会場は私が1人でやる。だから警備システムは頼むぜ」
千雨が1人でパーティー会場を担当することに轟が渋々納得したところで、耳郎が「あのさ」と声をあげる。
「ところで、メリッサさんはどうする?」
「そりゃ連れていくしかないだろ」
「えっ……で、でも、メリッサさんは個性が……」
メリッサが個性を持っていない事を本人から聞いていた緑谷は心配そうに眉をよせている。しかしそんな緑谷に千雨は首を横に振る。

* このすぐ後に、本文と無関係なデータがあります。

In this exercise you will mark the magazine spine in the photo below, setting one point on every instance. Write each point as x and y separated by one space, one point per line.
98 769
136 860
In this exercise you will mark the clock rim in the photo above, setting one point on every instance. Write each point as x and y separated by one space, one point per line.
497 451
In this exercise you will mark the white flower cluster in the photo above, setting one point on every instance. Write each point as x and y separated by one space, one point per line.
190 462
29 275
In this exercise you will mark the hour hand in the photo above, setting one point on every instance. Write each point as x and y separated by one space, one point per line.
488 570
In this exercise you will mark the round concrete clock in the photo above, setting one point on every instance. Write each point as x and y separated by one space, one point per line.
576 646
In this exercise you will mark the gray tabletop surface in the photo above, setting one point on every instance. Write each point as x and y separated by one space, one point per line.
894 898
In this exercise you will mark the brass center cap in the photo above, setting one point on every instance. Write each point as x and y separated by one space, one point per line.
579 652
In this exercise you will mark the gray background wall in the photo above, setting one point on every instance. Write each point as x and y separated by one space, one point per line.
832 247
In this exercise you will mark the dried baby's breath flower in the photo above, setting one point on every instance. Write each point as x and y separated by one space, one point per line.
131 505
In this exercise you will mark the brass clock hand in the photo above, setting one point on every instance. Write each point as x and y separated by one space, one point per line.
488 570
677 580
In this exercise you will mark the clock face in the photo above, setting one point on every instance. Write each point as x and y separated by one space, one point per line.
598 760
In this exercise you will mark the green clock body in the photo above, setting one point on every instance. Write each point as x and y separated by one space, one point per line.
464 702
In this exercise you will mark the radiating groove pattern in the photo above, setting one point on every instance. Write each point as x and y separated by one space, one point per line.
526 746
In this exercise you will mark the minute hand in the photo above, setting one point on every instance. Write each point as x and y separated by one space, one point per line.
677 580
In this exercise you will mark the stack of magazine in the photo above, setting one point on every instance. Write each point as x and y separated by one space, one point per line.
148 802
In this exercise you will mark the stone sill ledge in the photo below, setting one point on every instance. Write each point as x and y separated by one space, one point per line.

「電子精霊たちのおかげでタワー内部の構造を確認出来るとはいえ案内役は必要だし、下手に1人で残した方が見つかる危険性が高い。なにより私以外にセキュリティの解除が出来る奴がタワーを登るチームの中に必要だろ。遠隔で操作できない可能性もあるしな。
それにここまで来て危険だからって理由で1人置いてくのはねぇだろ」
「千雨さん……!」
「メリッサさんも、覚悟決めてんだろ?」
「ええ!」
メリッサが危険を承知の上で出来る事をしたいと願っていたことを、千雨はくみ取っていた。かつて無力で非力だった千雨だからこそ、メリッサの気持ちがよく分かっていた。
緑谷は千雨の意見に加えて、メリッサが千雨に力強く返事をしたことにその意志の強さを感じて頷いた。
千雨が周囲を見れば、緑谷以外の全員もまた、真剣な表情をして頷いている。メリッサの同行に異論は無いようだ。
「行こう、みんなを救けに!」
「おう!」
飯田の作戦開始の言葉に、全員の口から鬨の声が上がった。
ちう様が別行動、あとの面々は原作通りになりました。原作映画見てて思ったのが、これタワー上ってる間に会場内の人間殺されてもおかしくねぇんだよなぁ……という事でした。
それを思えば超は本当にすごいですよね、学園側が動いてたのもあるけど、多少の怪我人は出ても死人は出さないっていう。さすちゃお。
何はともあれ作戦会議も済んだとなればアイアイランドも後半分くらい……早く終わんねぇかなぁ。